Jakarta – Spektroom :  Badan Pengatur Jalan Tol (BPJT) Kementerian PU dan Jasa Marga  melakukan percepatan penanganan perkerasan jalan di Ruas Tol Jakarta–Tangerang sebagai tindak lanjut atas laporan masyarakat terkait kondisi permukaan jalan di sejumlah titik yang saat ini masih dalam proses penanganan.

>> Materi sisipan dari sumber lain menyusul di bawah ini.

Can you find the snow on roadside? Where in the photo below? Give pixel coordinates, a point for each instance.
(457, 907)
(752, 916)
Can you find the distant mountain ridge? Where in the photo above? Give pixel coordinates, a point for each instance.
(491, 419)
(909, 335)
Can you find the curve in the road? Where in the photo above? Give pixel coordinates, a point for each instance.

Langkah penanganan dilakukan secara intensif sejak 10 Maret 2026 melalui perbaikan perkerasan dengan metode Scrapping, Filling, dan Overlay (SFO) serta penanganan cepat (patching) pada titik-titik yang membutuhkan perbaikan segera.

Menteri PU Dody Hanggodo menegaskan Kementerian PU percepatan penanganan pada titik-titik yang memerlukan perbaikan di Ruas Tol Jakarta–Tangerang sebagai prioritas menjelang arus mudik Lebaran.

“Saya minta BPJT dan seluruh BUJT tidak ada kompromi dalam penanganan kondisi jalan di Ruas Tol Jakarta–Tangerang. Lakukan monitoring khusus, percepatan pekerjaan, dan pengecekan berlapis di setiap titik."

"Dalam kondisi siaga seperti arus mudik dan balik Lebaran, saya juga instruksikan tim Bina Marga mengaktifkan penilik jalan di setiap ruas, dengan cakupan pemantauan kurang lebih setiap 10 km hingga 30 km atau menyesuaikan kondisi wilayah."

Mereka harus melaporkan kualitas jalan setiap hari sebagai dasar tindakan cepat di lapangan,” ujar Menteri Dody di Jakarta,Rabu (18/3/2026)

Menteri Dody menambahkan bahwa sistem pengawasan tersebut bertujuan untuk memastikan penanganan dilakukan sejak dini.

“Dengan sistem ini, preservasi jalan harus dimulai lebih awal, bahkan dari kerusakan paling kecil sekalipun, sehingga tidak berkembang menjadi risiko yang membahayakan pengguna jalan.

Kepala BPJT Wilan Oktavian menyampaikan bahwa BPJT terus melakukan pengawasan ketat terhadap penanganan yang dilakukan oleh Badan Usaha Jalan Tol (BUJT) guna memastikan seluruh pekerjaan memenuhi Standar Pelayanan Minimal (SPM).

"Dalam periode H-10 hingga menjelang arus mudik, BPJT melakukan pengawasan intensif terhadap progres penanganan di Ruas Jakarta–Tangerang agar seluruh pekerjaan berjalan sesuai standar keselamatan dan pelayanan pengguna jalan,” ujar Wilan.

Direktur Utama  Jasa Marga Rivan A. Purwantono menyampaikan bahwa perbaikan perkerasan telah dilakukan pada sejumlah titik prioritas di sepanjang ruas tersebut.

“Sampai dengan 16 Maret 2026, Jasa Marga Group telah melakukan penanganan pada puluhan titik di Ruas Tol Jakarta–Tangerang. Pekerjaan dengan skala konstruksi besar dihentikan sementara menjelang periode mudik untuk menjaga kelancaran lalu lintas, sementara penanganan cepat melalui patching tetap dilaksanakan pada titik-titik yang memerlukan penanganan segera,” ujarnya.

Dody memahami bahwa kondisi lalu lintas dengan volume tinggi serta faktor cuaca dapat mempengaruhi kondisi permukaan jalan di sejumlah titik. Oleh karena itu, penanganan dilakukan secara berkelanjutan dengan prioritas pada titik-titik yang berpotensi berdampak pada keselamatan pengguna jalan.

Kementerian PU bersama BPJT dan BUJT terus memperkuat koordinasi dan respons cepat di lapangan guna memastikan setiap kondisi yang memerlukan penanganan dapat segera ditindaklanjuti.